Prince Eugene Emmanuel of Savoy-Carignano, Count of Villafranca (Paris, 14 April 1816 – Turin, 15 December 1888) was a statesman and military leader for Piedmont–Sardinia and later for the Kingdom of Italy.

== Biography ==
He was a son of Joseph Marie de Savoie-Carignan (1783–1825), a close relative of King Charles Albert of Sardinia, and his wife, Pauline Antoinette de Quélen de Stuer de Caussade (1783–1829), daughter of French Ambassador Paul François de Quélen de Stuer de Caussade and Antoinette de Pons. His elder sister was Princess Maria Filiberta of Savoy and his grandfather was Prince Eugenio, Count of Villafranca.

He graduated from the Royal Naval School in Genoa, after which he joined the navy as an officer. In the summer of 1834, with the rank of lieutenant, he transferred from the navy to the army, initially to the Piedmont cavalry. By 1836 he had become a colonel, and in 1844, a lieutenant general. In parallel, he continued to be listed in the navy, and was eventually promoted to admiral.

Somewhat earlier, in 1842, the prince tried to marry Brazilian Princess Januária of Brazil, but was refused. In 1843, he tried to marry the Austrian princess Maria Carolina, daughter of Archduke Rainer of Austria, but she died the following year, before the marriage was concluded. The loss of his future bride plunged the prince into complete despair, and for many years after that, he did not want to marry, even when the King offered him advantageous matches.

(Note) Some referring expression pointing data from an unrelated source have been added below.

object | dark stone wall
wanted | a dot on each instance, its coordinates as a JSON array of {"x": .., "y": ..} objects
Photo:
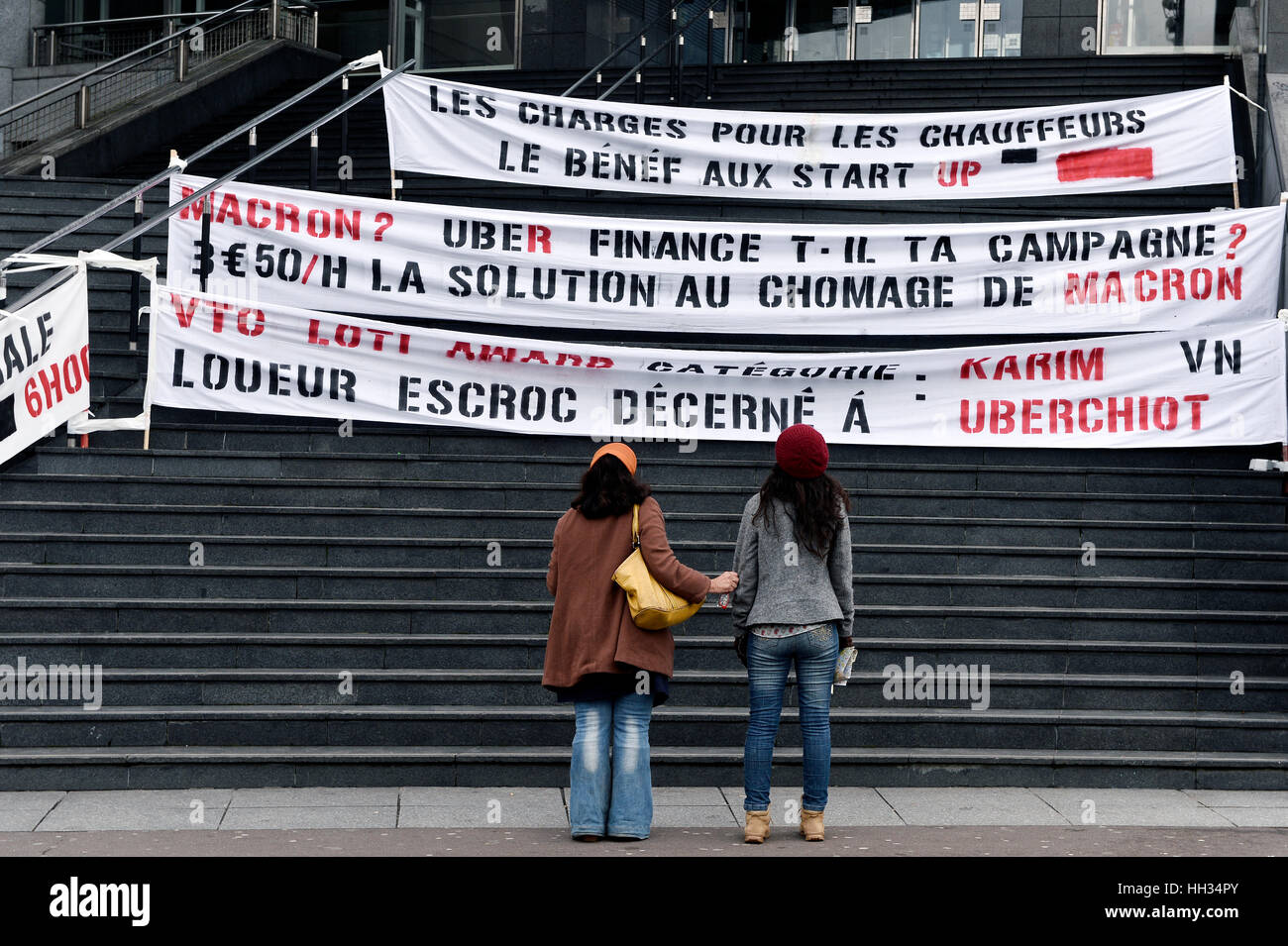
[{"x": 1055, "y": 27}]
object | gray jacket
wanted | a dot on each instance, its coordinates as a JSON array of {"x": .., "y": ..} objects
[{"x": 790, "y": 584}]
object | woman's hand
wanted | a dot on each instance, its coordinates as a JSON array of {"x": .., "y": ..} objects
[{"x": 722, "y": 583}]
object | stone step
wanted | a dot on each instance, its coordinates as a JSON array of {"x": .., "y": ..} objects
[
  {"x": 671, "y": 470},
  {"x": 201, "y": 520},
  {"x": 250, "y": 583},
  {"x": 870, "y": 558},
  {"x": 881, "y": 727},
  {"x": 155, "y": 768},
  {"x": 554, "y": 497},
  {"x": 483, "y": 686},
  {"x": 533, "y": 617},
  {"x": 695, "y": 652}
]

However, twenty years later he finally married a 19-year-old ballerina of relatively simple origin, named Felicite Crosio (1844–1911). From this marriage, eight children were born, who were granted all rights to the lands and titles (but not the princely title and rank) of their father by decision of King Umberto, despite the fact that their parents' marriage was morganatic.

=== Italian Wars of Independence ===
Prince Eugene Emmanuel participated in several military actions during the Wars for the Unification of Italy (1848–1871).
Charles Albert appointed Eugene as commander general of the Navy of the Kingdom of Sardinia between 1844–48 and 1849–51.

Four times during the war (1848, 1849, 1859, 1866), he held the Lieutenancy of the Kingdom. He was the regent of the United Provinces of Central Italy in Tuscany (March 1860) and Lieutenant in Naples (January 1861).

In 1861, he distinguished himself in the Siege of Gaeta, which was defended by supporters of the King of the Two Sicilies, Francis II.

After the unification of Italy, he presided over the General Commission for the Defense of the State, the National Consortium, the National Shooting Range and many other associations of various kinds. He died in Turin on 15 December 1888.

He received the Spanish Order of the Golden Fleece during the short Spanish reign of his cousin Amadeus I, as well as several other awards.